From the outside it was just as Mohammad and Ahmed had described, it was also patrolled by Afghan guards who would not let me close. The guards were reluctant to speak, and clearly thrown by someone talking to them in their own language.
“Are their immigrants in the house ?” I asked. “No. There is no one in here. Leave now.”
But I had seen the backs of heads through a window – before it had been shut. The shadows of people who had fled mayhem and dictatorship and were now having to buy their freedom from gangsters – many of whom probably started life as refugees themselves.
We’d learned that when they were taken to “the house” they were forced to pay anywhere from €500 to €1,000 to get out and to start the lonely walk into Serbia. Syrians are charged more than others as they are deemed to be richer.

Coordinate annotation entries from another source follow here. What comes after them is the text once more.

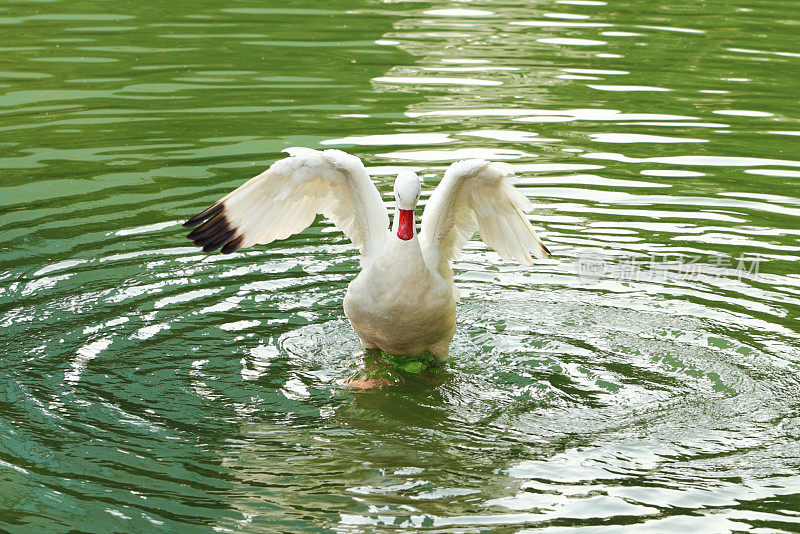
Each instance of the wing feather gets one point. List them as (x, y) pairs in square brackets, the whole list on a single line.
[(477, 195), (285, 199)]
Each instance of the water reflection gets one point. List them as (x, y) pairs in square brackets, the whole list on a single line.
[(642, 379)]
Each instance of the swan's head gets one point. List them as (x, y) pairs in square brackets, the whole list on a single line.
[(406, 196), (406, 190)]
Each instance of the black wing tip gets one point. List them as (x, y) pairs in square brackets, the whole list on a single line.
[(208, 213), (214, 231)]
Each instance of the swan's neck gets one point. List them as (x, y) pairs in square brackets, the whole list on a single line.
[(405, 224)]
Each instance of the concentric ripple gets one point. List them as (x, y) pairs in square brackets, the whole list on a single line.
[(643, 379)]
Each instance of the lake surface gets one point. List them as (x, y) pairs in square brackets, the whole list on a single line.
[(643, 379)]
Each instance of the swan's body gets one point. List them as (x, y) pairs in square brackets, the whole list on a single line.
[(403, 300)]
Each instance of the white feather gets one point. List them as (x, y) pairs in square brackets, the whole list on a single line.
[(478, 195), (286, 198)]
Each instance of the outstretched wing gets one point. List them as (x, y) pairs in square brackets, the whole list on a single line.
[(286, 198), (476, 195)]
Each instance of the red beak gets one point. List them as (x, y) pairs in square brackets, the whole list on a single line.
[(405, 226)]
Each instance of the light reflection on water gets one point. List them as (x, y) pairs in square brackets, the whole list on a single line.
[(643, 379)]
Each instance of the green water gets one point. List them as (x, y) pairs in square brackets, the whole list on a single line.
[(644, 379)]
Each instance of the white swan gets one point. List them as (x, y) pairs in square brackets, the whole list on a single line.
[(403, 300)]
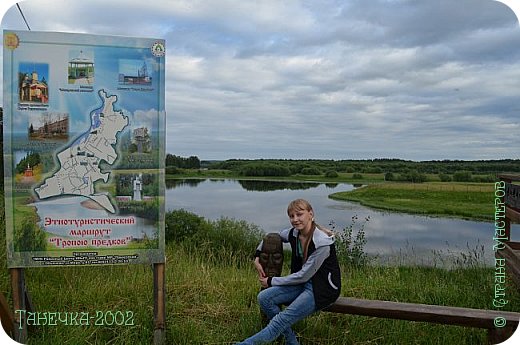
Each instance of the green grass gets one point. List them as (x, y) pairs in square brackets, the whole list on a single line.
[(465, 200), (214, 302), (211, 299)]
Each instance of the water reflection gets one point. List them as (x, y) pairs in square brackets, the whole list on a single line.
[(418, 239), (266, 186)]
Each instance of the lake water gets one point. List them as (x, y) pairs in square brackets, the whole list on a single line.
[(394, 237)]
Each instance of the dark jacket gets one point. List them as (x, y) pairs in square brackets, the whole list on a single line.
[(321, 267)]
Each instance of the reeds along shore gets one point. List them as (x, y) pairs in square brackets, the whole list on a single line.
[(211, 296)]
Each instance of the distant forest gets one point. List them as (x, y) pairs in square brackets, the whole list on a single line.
[(393, 169)]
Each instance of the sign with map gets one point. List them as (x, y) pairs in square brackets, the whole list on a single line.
[(84, 137)]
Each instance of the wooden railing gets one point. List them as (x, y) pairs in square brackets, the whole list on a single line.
[(466, 317)]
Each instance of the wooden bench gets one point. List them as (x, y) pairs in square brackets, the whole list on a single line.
[(467, 317)]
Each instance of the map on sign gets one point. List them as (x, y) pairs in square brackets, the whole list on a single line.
[(84, 149), (79, 162)]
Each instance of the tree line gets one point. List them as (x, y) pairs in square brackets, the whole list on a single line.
[(393, 169)]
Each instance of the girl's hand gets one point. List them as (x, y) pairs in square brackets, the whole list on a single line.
[(259, 268)]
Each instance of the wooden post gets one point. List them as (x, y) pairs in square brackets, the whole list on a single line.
[(18, 288), (159, 310), (7, 316)]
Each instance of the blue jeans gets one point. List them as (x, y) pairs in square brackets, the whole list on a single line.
[(300, 304)]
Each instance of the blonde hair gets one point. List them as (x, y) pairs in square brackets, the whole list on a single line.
[(304, 205)]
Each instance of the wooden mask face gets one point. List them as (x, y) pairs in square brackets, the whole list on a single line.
[(271, 257)]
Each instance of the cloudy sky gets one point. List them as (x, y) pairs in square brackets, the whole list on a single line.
[(409, 79)]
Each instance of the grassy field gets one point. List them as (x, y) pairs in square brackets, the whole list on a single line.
[(464, 200), (213, 301)]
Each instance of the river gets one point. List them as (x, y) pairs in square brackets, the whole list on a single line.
[(392, 237)]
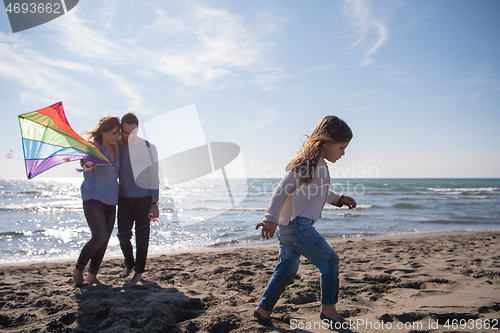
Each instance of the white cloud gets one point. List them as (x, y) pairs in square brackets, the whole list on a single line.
[(137, 102), (265, 119), (370, 32), (198, 46), (42, 78)]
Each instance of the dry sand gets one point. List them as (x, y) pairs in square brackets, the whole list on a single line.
[(422, 282)]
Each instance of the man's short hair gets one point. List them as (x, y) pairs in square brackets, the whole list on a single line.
[(130, 118)]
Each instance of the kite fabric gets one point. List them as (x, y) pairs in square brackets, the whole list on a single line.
[(49, 140)]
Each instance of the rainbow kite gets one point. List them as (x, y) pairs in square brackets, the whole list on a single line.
[(49, 140)]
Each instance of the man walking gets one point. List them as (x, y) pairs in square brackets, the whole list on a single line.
[(139, 192)]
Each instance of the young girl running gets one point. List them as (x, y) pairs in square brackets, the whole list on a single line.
[(295, 206)]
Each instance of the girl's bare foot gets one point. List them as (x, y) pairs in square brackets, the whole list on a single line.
[(78, 277), (329, 311)]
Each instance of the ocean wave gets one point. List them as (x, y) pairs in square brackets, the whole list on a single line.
[(456, 222), (19, 234), (464, 190), (39, 209), (223, 209), (406, 206)]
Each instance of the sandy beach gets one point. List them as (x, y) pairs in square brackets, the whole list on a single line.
[(407, 284)]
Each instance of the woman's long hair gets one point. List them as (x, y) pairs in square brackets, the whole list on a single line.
[(329, 129), (106, 124)]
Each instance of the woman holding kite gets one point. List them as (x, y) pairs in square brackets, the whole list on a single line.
[(100, 197)]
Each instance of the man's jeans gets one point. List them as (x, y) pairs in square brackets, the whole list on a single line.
[(101, 220), (132, 210), (297, 238)]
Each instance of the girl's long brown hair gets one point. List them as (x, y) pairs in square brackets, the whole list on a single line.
[(329, 129), (106, 124)]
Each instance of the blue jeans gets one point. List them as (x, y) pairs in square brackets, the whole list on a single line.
[(132, 210), (101, 220), (300, 238)]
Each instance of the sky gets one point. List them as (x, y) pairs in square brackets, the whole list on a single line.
[(418, 82)]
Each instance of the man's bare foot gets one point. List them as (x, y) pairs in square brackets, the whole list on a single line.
[(329, 311), (137, 277), (263, 316), (78, 277), (92, 278), (126, 272)]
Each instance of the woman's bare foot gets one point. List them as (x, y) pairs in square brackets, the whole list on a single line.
[(137, 277), (92, 278), (329, 311), (78, 277)]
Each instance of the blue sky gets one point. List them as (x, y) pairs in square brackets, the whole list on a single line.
[(417, 81)]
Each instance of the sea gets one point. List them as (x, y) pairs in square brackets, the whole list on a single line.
[(43, 220)]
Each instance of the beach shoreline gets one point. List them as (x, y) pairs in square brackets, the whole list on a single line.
[(418, 279)]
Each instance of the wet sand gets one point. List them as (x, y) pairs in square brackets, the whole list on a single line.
[(411, 283)]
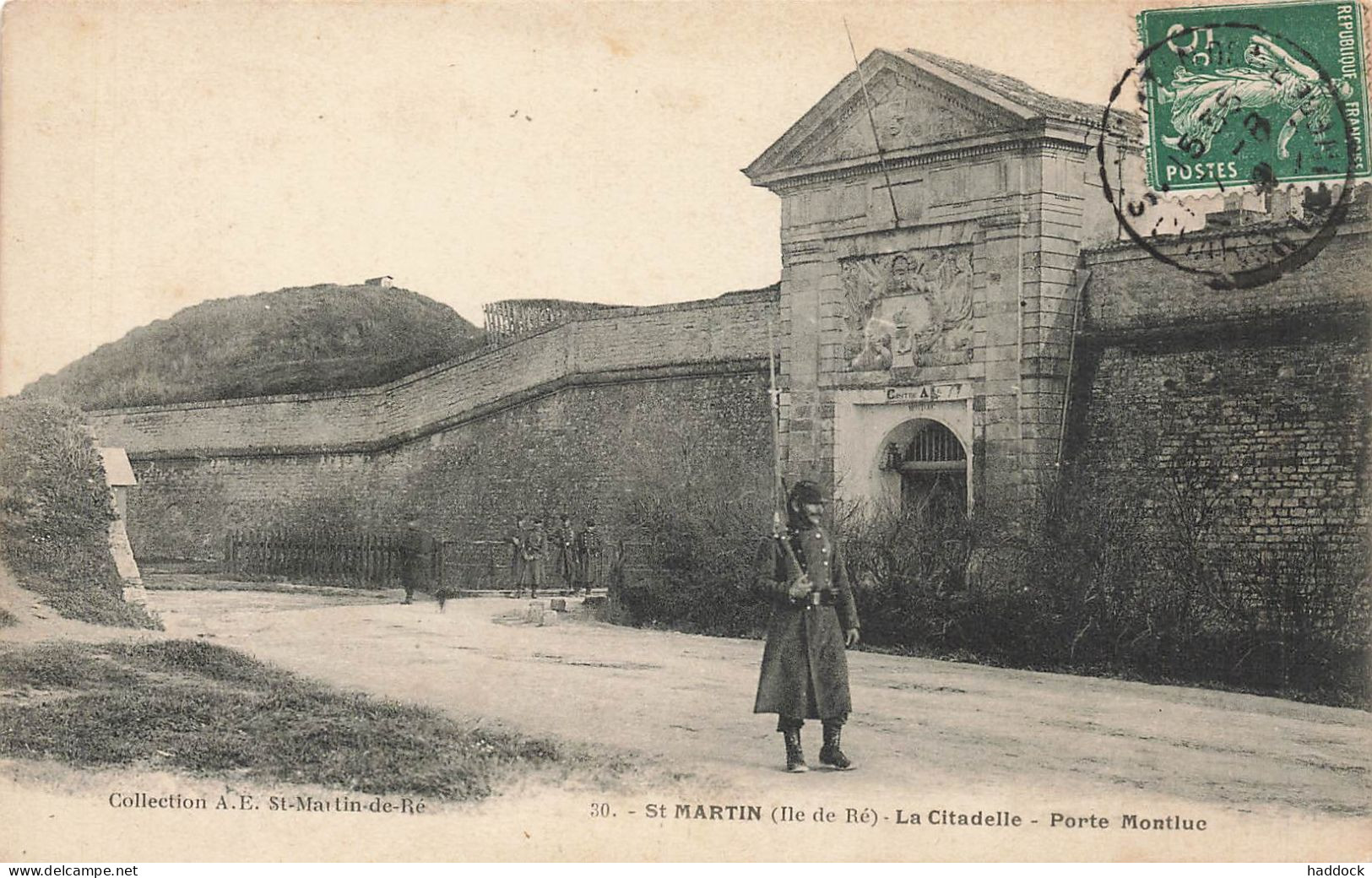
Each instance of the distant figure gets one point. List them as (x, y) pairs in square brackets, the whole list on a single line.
[(417, 563), (563, 541), (590, 552), (535, 544), (516, 541)]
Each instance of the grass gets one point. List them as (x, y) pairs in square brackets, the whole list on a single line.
[(55, 513), (291, 340), (208, 709)]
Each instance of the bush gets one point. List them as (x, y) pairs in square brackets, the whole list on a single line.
[(55, 513), (702, 549)]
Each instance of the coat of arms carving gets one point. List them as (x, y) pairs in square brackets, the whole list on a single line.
[(907, 311)]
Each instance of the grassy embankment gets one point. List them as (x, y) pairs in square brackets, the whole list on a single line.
[(186, 706), (292, 340), (55, 513)]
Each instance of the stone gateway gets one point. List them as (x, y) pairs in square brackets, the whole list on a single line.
[(957, 322)]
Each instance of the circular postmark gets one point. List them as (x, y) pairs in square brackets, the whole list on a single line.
[(1218, 85)]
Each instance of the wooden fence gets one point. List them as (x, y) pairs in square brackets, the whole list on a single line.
[(318, 556), (377, 559)]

This is big business. In only a few hours in Belgrade, I met 10 different people who had been kidnapped and held by the gang – some of them in a different house to where Mohammed and Ahmed were kept.
A smuggler who knew about the house told me that over a thousand are extorted every week. There will be inevitable fears of connections between the gangsters and international terrorism.
But there are also more immediate dangers. When they started making phone calls, the villagers told us we should leave. The Afghans were one thing. But what they feared more was who was taking those calls. High powered ethnic Albanian mafia – the sort of men who can take on the Macedonian state in open combat and could be relied on to violently protect their share in the profits from human traffic.
We have passed on the coordinates to the house to the Macedonian police. They said they would look into our allegations. But until they do, if they ever dare, it’s clear that the distant families of hostages – hundreds of men, women, and children, mostly refugees from war – are being fleeced for the last of what they have.